Сергей Говорухин
Христа ради
Казалось, линия сердца на этой ладони была предназначена только для того, чтобы сейчас в нее тусклым боком лег первый гривенник и,
перевернувшись «решкой» вверх, обнаружил дату чеканки.
«1987» было выбито на монете, и Наталья Васильевна подумала, что в этот год ничего не случилось в ее жизни, как не случилось и в следующий, и теперь уже
точно не случится.
За гривенником легли пятак, двугривенный, еще мелочь, и каждая новая монета, расплываясь в глазах, тяготила руку. Казалось, еще немного — она сорвется,
упадет, и тогда придется бежать отсюда, бежать куда глаза глядят, не слыша шума и окриков за спиной.
Но рука, чужая согнутая рука продолжала висеть, не ощущая гадкого стыда, охватившего все тело.
Подавали часто. Попадались и бумажки и, наверное, сумма давно превысила ту, которая была нужна Наталье Васильевне, а она все стояла, словно прибитая к этой
стене раскаленными гвоздями, и лишь в редкие мгновения пыталась увидеть себя со стороны.
На ней было ношенное драповое пальто с тремя разными пуговицами, ботики-«прощайки» на металлической застежке, грубые коричневые чулки и вылинявший платок
из тех, которыми на Руси покрыты головы всех старух. Но в ее одежде не было ничего нарочитого, подобранного именно к этому дню — на ней было все, что у нее
было.
Пальто покупал еще Толя в восемьдесят шестом году. Он вошел вечером удивительно тихий и торжественный, поставил на стол коробку, бутылку коньяка и большой,
туго перевязанный сверток.
— Вот, Наталья Васильевна, — сказал он, потирая ладони, — прибарахлился, костюмчик купил.

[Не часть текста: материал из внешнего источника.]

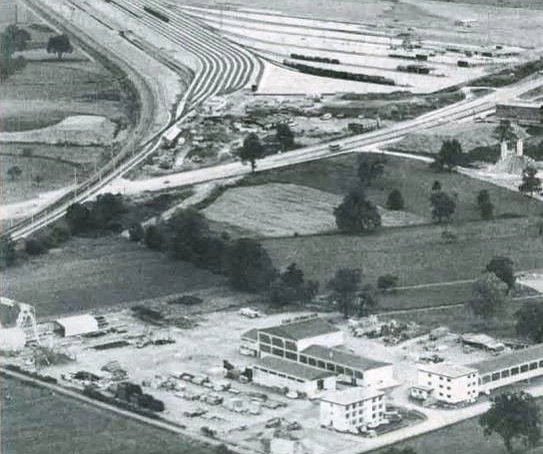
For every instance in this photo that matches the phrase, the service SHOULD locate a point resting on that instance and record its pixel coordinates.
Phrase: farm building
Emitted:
(446, 382)
(510, 368)
(355, 369)
(352, 408)
(520, 112)
(76, 325)
(277, 372)
(296, 334)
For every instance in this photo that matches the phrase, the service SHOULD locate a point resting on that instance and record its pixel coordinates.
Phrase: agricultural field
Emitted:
(91, 273)
(38, 421)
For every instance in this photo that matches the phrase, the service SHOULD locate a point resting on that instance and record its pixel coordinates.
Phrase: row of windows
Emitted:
(513, 371)
(271, 372)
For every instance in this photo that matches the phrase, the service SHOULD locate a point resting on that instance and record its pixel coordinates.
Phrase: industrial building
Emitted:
(349, 367)
(524, 113)
(447, 383)
(76, 325)
(510, 368)
(351, 409)
(276, 372)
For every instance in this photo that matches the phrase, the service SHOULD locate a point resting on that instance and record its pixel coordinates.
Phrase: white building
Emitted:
(353, 408)
(294, 335)
(277, 372)
(351, 368)
(510, 368)
(448, 383)
(77, 325)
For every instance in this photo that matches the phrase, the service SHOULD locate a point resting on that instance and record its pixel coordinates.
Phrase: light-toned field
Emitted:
(273, 210)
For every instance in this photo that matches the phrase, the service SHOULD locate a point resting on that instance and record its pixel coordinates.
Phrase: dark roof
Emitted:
(342, 358)
(302, 329)
(251, 334)
(293, 369)
(516, 358)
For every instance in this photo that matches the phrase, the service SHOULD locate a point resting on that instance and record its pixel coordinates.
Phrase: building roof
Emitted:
(342, 358)
(78, 324)
(351, 395)
(251, 334)
(301, 330)
(507, 360)
(449, 370)
(293, 369)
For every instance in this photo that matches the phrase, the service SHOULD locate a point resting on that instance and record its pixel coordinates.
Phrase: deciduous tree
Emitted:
(356, 214)
(513, 416)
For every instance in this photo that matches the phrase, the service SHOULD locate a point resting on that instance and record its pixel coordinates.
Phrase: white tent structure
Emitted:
(77, 325)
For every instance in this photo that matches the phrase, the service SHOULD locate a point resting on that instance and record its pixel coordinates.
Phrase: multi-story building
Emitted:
(448, 383)
(510, 368)
(353, 408)
(354, 369)
(271, 371)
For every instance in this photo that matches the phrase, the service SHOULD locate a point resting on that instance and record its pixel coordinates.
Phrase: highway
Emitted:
(225, 67)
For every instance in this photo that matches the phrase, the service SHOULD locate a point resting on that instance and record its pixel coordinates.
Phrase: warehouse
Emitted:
(353, 408)
(76, 325)
(293, 335)
(510, 368)
(446, 382)
(277, 372)
(351, 368)
(520, 112)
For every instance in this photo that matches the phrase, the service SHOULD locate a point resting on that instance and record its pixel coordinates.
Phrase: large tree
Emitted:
(370, 167)
(489, 296)
(530, 181)
(530, 322)
(251, 150)
(345, 285)
(356, 214)
(59, 45)
(503, 267)
(443, 206)
(450, 155)
(513, 416)
(249, 266)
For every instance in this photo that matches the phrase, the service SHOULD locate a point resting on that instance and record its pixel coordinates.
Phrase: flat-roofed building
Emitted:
(448, 383)
(352, 408)
(349, 367)
(510, 368)
(271, 371)
(290, 337)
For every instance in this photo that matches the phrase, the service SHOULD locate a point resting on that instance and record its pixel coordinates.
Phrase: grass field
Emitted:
(413, 178)
(37, 421)
(97, 273)
(466, 437)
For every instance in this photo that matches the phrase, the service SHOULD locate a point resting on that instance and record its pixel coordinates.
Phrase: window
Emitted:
(292, 356)
(277, 342)
(289, 345)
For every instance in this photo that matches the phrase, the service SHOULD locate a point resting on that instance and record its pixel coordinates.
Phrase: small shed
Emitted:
(76, 325)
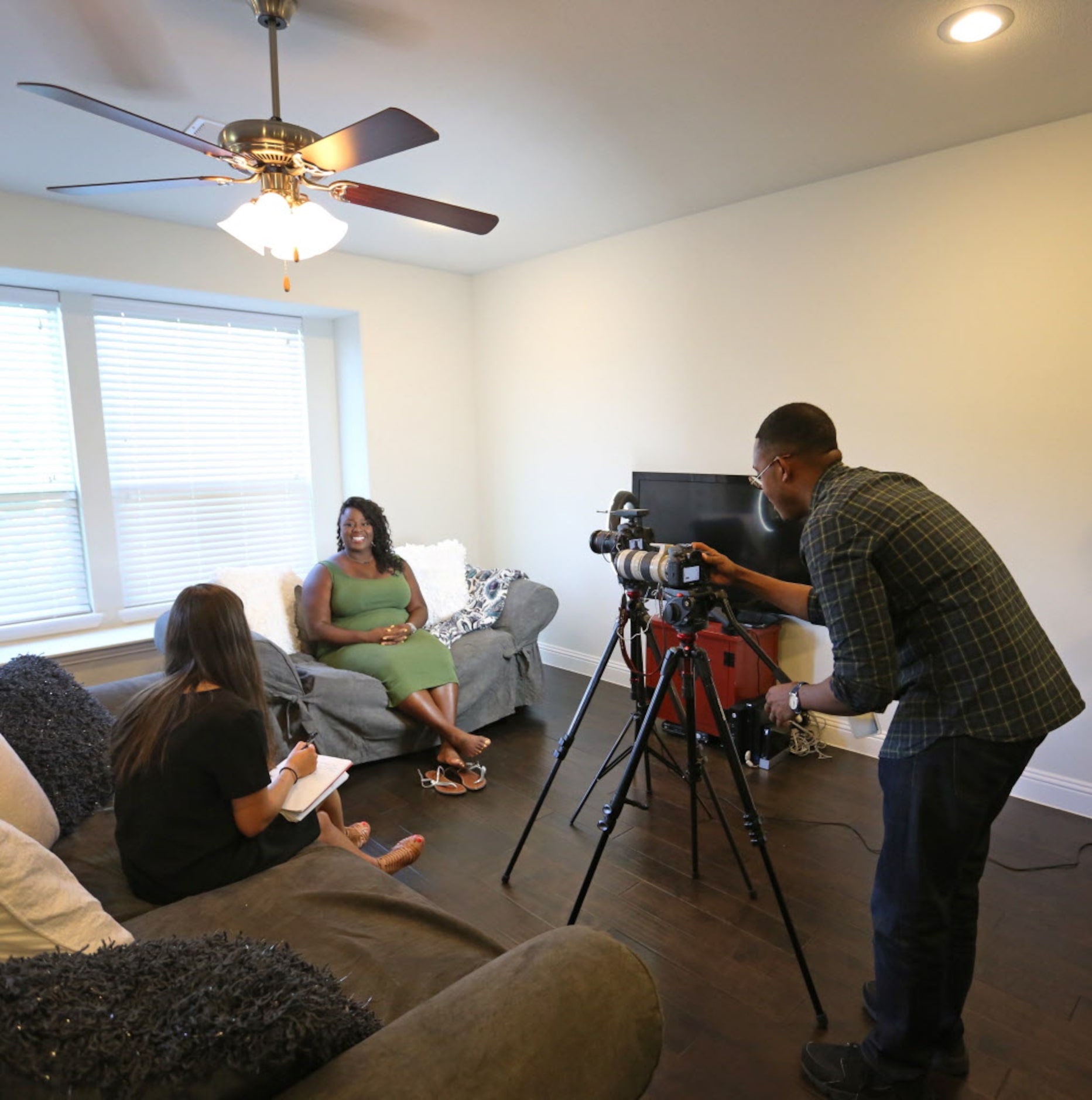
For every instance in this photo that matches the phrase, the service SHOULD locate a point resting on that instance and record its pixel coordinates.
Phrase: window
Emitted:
(207, 439)
(43, 571)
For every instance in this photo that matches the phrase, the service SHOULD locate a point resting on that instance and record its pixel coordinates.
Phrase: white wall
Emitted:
(936, 308)
(414, 330)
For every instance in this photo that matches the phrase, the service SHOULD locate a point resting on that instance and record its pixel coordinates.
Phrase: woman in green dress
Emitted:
(364, 612)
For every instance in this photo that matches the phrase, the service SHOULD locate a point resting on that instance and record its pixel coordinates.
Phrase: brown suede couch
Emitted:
(570, 1014)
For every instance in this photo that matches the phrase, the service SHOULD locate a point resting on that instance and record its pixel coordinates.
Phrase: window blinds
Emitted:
(207, 438)
(43, 571)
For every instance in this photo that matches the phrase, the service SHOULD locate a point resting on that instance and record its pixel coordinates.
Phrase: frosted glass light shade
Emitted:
(287, 231)
(310, 231)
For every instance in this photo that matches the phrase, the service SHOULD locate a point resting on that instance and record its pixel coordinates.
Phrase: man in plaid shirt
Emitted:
(920, 609)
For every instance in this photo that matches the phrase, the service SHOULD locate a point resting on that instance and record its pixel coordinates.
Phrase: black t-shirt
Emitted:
(175, 828)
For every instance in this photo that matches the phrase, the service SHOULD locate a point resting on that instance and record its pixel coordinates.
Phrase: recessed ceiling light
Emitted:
(975, 25)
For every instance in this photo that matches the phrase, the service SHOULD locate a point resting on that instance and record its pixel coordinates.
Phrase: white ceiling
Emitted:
(571, 119)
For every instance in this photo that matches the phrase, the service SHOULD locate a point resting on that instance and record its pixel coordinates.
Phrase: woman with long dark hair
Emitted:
(364, 612)
(194, 802)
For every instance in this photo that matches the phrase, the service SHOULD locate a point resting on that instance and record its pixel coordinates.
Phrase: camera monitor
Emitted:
(727, 513)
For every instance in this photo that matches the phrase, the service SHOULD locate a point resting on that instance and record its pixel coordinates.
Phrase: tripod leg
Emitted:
(754, 823)
(607, 765)
(562, 750)
(614, 808)
(702, 662)
(690, 727)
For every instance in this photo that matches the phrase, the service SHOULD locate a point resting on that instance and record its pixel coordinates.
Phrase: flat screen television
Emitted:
(727, 513)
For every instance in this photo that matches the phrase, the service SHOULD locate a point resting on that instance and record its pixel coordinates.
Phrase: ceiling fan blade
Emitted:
(126, 118)
(145, 185)
(381, 135)
(413, 206)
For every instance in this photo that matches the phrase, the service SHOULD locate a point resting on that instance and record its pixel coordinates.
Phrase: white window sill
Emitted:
(78, 641)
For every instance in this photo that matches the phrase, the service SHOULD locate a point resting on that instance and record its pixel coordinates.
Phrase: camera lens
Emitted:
(603, 541)
(647, 566)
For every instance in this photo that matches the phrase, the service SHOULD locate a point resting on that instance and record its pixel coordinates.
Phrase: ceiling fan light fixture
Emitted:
(309, 231)
(975, 25)
(255, 220)
(289, 231)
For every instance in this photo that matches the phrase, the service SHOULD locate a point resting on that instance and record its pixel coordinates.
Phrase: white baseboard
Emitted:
(572, 660)
(1047, 789)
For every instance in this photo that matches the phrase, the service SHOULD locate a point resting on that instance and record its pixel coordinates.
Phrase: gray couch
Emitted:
(499, 669)
(568, 1014)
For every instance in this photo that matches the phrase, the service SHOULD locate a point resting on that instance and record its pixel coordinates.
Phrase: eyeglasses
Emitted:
(756, 480)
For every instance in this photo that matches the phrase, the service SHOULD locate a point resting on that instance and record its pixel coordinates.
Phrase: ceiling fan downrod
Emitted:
(275, 16)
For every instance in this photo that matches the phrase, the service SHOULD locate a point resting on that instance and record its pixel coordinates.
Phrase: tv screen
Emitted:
(727, 513)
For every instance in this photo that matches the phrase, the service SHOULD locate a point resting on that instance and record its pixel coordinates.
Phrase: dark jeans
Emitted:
(938, 807)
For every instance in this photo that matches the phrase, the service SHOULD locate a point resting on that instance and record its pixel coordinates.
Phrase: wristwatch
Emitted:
(794, 696)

Наталья Васильевна вздохнула. Костюм у Толи был, даже два и довольно приличных. А вот зимнее необходимо было новое — и ей, и ему.
— Безалаберный ты, Толя, человек, — сказала она и в то же время подумала, что если бы Толя был другим, вряд ли они прожили вместе такую долгую жизнь. —
Безответственный. Хороший хоть костюм?
— Мировой, — счастливо улыбался Анатолий Сергеевич.
— Ну, уж примерь тогда...
— Ты собери на стол, Наташка, обмоем это дело.
Разогревая ужин, она представляла нечто ужасное, на два размера больше, что непременно придется перешивать, а машинка стала плохо пробивать и нужно искать
мастера и, бог его знает, есть ли они вообще на свете — эти мастера.
— Надули, сукины дети! — воскликнул Анатолий Сергеевич, входя на кухню. — Ты представляешь, пальто... женское... — Он держал на руках новенькое, пахнувшее
фабрикой, зимнее пальто.
— Померь. Вдруг тебе подойдет...
Наталья Васильевна улыбнулась.
— Толька! — она провела ладонью по его щеке, прижалась, благодарно ткнулась губами в подбородок. — Жуткий тип.
Они и в старости сохранили чистоту отношений и, оставаясь наедине, вели себя также, как много лет назад, когда были молоды и счастливы.
Они выпили по рюмочке, даже по второй и только тогда развязали коробку.
В коробке, как отблеск роскошной жизни, облитый шоколадом, лежал торт «Прага».
— Как я люблю «Прагу», — говорила Наталья Васильевна, — тысячу лет не пробовала. Милый мой, Толечка.
За столом она сидела в пальто, наотрез отказавшись раздеться. Осторожно надкусывала от торта и полузабытое коньячное тепло блаженно растворялось внутри.
Это была та желанная, труднодоступная, счастливая минута с ее невзрачными радостями, ради которой жили они с Анатолием Сергеевичем, ради которой живет и
выживает почти все человечество.
Время от времени Наталья Васильевна покачивала головой и озабоченно говорила:
— А что же ты, Толечка. Ведь и тебе пальто необходимо.
Анатолий Сергеевич смущенно улыбался.
— Жизнь, Наташка, не завтра кончится. А до зимы еще — ого-то!
Умер Анатолий Сергеевич осенью.
В первом вагоне метро.
На кольцевой линии он всегда садился в первый вагон. По странной закономерности именно в первом вагоне было пусто и, садясь на свободное место, Анатолий
Сергеевич не испытывал того чувства неловкости, которое испытывал в переполненных вагонах, где ему иногда уступали.
Поезд наматывал бесконечные витки, и в лязге, грохоте прекрасного, залитого светом мира, незамеченная смерть одного человека казалась неуместной,
несозвучной общему движению и от того особенно трагичной.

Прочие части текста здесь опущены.